As “belas mulheres da luta-livre” estão de volta nesta terceira temporada de Glow, que revira a dinâmica da série transportando as histórias para Las Vegas, seguindo novos caminhos. Mas ainda que acabe se distanciando de sua proposta original, estas personagens continuam divertidas o suficiente para manter a afeição do espectador. 

No início, Glow trazia um grupo de mulheres desgarradas que acabaram caindo em um processo de audição para um programa de luta-livre. A premissa foi suficiente para render uma construção envolvente deste grupo de personagens, bem como fornecer espaços produtivos para se explorar suas diferentes personalidades. Uma boa parte do humor se baseava em referências e características antiquadas dos anos 80, enquanto também tínhamos o interessante processo de criação e desenvolvimento do programa para que pudéssemos acompanhar e torcer a favor. 

Duas temporadas depois, a série parece estar mais do que satisfeita com a sua exploração do universo da luta-livre, e embora ainda retenha parte das características da década em evidência para alguns de seus dramas, o grande foco deste terceiro ano está totalmente voltado para as evoluções destas personagens neste novo ambiente. Em Vegas, o grupo agora precisa “encenar” seus números de forma repetitiva para o público rotativo de um cassino, o que logo de cara já elimina as tramas e piadas envolvendo linhas narrativas para as lutas. 

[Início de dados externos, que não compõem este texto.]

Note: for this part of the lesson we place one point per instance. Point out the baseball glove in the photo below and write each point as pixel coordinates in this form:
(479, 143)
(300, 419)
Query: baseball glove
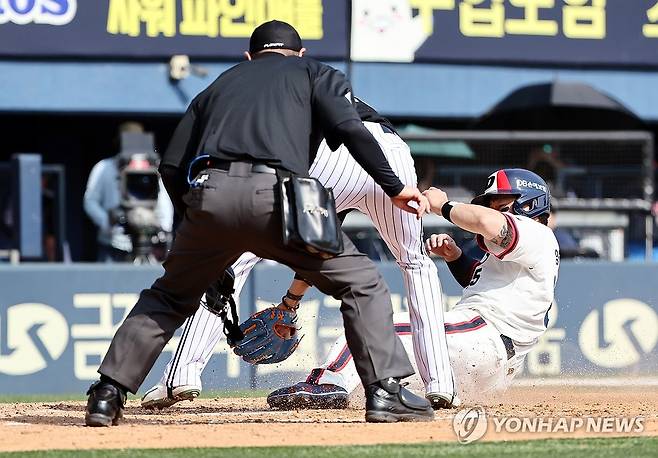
(270, 336)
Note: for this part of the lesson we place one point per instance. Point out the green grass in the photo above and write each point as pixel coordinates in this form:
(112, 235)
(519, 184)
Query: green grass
(572, 448)
(9, 398)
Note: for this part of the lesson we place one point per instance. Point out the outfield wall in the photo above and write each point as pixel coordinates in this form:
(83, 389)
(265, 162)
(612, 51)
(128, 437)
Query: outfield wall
(56, 323)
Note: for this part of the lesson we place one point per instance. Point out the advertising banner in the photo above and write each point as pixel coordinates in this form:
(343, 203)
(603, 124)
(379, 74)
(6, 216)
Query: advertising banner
(162, 28)
(597, 32)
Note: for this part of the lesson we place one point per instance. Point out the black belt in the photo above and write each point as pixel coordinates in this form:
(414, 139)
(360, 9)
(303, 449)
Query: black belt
(509, 346)
(220, 164)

Não demora muito para que as personagens comecem a sentir uma certa estagnação nesta nova fase, e o espectador também pode se pegar com a mesma sensação em relação a série em si, durante alguns dos primeiros episódios. Sam (Marc Maron), o diretor que liderava muitos dos esforços para fazer o espetáculo acontecer nos dois primeiros anos, por exemplo, agora é deixado de lado, sem muito o que fazer neste novo cenário (e mesmo assim, tem dificuldades para retomar suas ambições criativas).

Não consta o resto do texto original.